Non si chiede certo ai bielorussi di voltare le spalle al tradizionale alleato russo, nella consapevolezza di quanto solidi siano i legami storici, culturali ed economici tra i due Paesi. La Russia stessa è, pur con le sue specificità, parte della casa comune europea. Si chiede piuttosto alla Bielorussia di guardare anche verso occidente perché la vocazione europea e quella russa del Paese sono complementari, si possono e si devono integrare.
A fronte di questa apertura da parte dell'Italia, ci si aspetta dalle autorità di Minsk segnali chiari sulla continuazione del percorso democratico recentemente intrapreso.

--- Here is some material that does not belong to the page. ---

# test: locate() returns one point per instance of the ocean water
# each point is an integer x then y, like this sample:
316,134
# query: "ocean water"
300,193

Si guarda perciò con grande fiducia al lavoro avviato dal Comitato nazionale di consultazione permanente pubblica con le ong che si occupano del rispetto dei diritti umani. Analogamente si chiede al Governo bielorusso di tenere vivo il dibattito sulla pena di morte che il Parlamento ha appena avviato nel Paese. Dagli esiti - che si auspicano positivi - di queste iniziative si misurerà l'effettiva volontà di Minsk di volersi integrare a pieno titolo in quella Europa che ha fatto della tutela dei diritti della persona umana il segno distintivo della sua evoluzione.

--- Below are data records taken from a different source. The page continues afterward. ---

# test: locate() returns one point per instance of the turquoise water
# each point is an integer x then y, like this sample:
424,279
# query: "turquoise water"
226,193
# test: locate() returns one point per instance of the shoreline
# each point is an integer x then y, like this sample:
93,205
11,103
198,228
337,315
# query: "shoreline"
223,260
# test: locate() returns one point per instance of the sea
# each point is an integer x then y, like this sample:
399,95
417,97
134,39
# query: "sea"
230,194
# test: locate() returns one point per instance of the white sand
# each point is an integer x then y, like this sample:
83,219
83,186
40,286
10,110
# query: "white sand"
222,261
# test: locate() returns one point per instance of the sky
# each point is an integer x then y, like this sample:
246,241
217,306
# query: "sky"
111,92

A sud, l'impegno dell'Italia per realizzare l'obiettivo di un'Europa unita e solidale si concretizza con la politica attiva in favore della piena integrazione dei Balcani occidentali nell'Unione europea. Dieci anni dopo la fine della guerra del Kosovo - ultima delle guerre balcaniche che hanno insanguinato il nostro continente - è ora di ricondurre in pieno questa regione alla sua famiglia di appartenenza. Il primo concreto simbolo di questo ricongiungimento è senza dubbio dato dalla possibilità per i cittadini di quei Paesi di viaggiare in Europa senza l'obbligo di visto.
Dal 1° gennaio dell'anno prossimo, grazie anche all'impulso dato dall'Italia, i cittadini di Serbia, Montenegro e dell'ex-Repubblica Iugoslava di Macedonia potranno visitare liberamente i Paesi dell'Ue per ricostruire quei ponti umani spezzati venti anni fa. Sarà una data da festeggiare e si auspica che altri Paesi della regione, dall'Albania alla Bosnia ed Erzegovina, possano presto essere inclusi in questo cammino. Ma si potrà celebrare pienamente soltanto quando l'insieme di questi Paesi sarà entrata a far parte dell'Unione europea.

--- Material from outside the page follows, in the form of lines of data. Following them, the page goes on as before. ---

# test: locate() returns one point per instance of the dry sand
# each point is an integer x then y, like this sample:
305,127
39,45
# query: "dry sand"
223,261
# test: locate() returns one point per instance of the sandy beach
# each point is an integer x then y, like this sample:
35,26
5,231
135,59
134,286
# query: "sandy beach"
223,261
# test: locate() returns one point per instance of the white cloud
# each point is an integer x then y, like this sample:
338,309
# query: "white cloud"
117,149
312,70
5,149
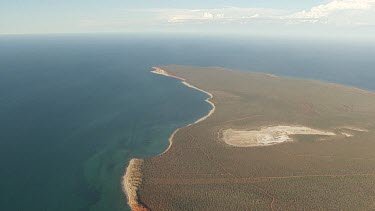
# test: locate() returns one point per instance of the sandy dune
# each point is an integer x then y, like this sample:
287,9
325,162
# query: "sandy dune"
268,135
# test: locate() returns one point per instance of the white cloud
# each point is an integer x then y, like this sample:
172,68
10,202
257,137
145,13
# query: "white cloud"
328,12
224,15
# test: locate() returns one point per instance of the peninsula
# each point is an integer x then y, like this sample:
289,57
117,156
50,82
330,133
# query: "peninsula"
269,143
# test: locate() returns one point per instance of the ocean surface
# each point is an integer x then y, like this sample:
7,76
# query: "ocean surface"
75,108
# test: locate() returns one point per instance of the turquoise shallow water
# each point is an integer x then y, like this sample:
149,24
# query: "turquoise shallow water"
74,109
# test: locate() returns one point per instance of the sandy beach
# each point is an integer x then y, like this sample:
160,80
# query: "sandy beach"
132,179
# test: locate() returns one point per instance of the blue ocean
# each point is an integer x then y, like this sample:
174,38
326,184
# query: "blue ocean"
75,108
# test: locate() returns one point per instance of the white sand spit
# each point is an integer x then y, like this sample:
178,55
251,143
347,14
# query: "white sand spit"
267,136
132,181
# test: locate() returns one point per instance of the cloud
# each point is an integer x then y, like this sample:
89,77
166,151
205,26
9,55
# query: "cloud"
328,12
222,15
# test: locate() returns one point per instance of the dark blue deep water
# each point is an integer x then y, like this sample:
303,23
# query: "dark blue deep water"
74,109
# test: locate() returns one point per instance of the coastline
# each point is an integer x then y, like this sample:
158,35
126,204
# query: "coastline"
132,179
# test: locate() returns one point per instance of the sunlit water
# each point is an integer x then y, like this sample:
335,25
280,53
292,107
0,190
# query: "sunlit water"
75,109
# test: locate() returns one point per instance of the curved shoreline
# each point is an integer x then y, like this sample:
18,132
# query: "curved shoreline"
132,179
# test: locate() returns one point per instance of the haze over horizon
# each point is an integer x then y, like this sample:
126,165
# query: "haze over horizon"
333,19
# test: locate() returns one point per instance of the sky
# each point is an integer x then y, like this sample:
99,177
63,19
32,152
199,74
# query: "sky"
320,18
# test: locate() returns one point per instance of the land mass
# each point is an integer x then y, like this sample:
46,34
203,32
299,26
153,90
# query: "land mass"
269,143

L'ambizione dell'Italia è che il 2014 - centenario dell'inizio della prima guerra mondiale - possa diventare per tutta l'Europa la data per portare a termine questo processo. A distanza di un secolo il continente dimostrerebbe così il definitivo superamento delle conseguenze di quel tremendo conflitto. L'inizio del declino europeo coincise infatti con l'attentato di Sarajevo. Proprio da Sarajevo e dal ricongiungimento dei Balcani potrebbe iniziare una nuova stagione per tutto il continente.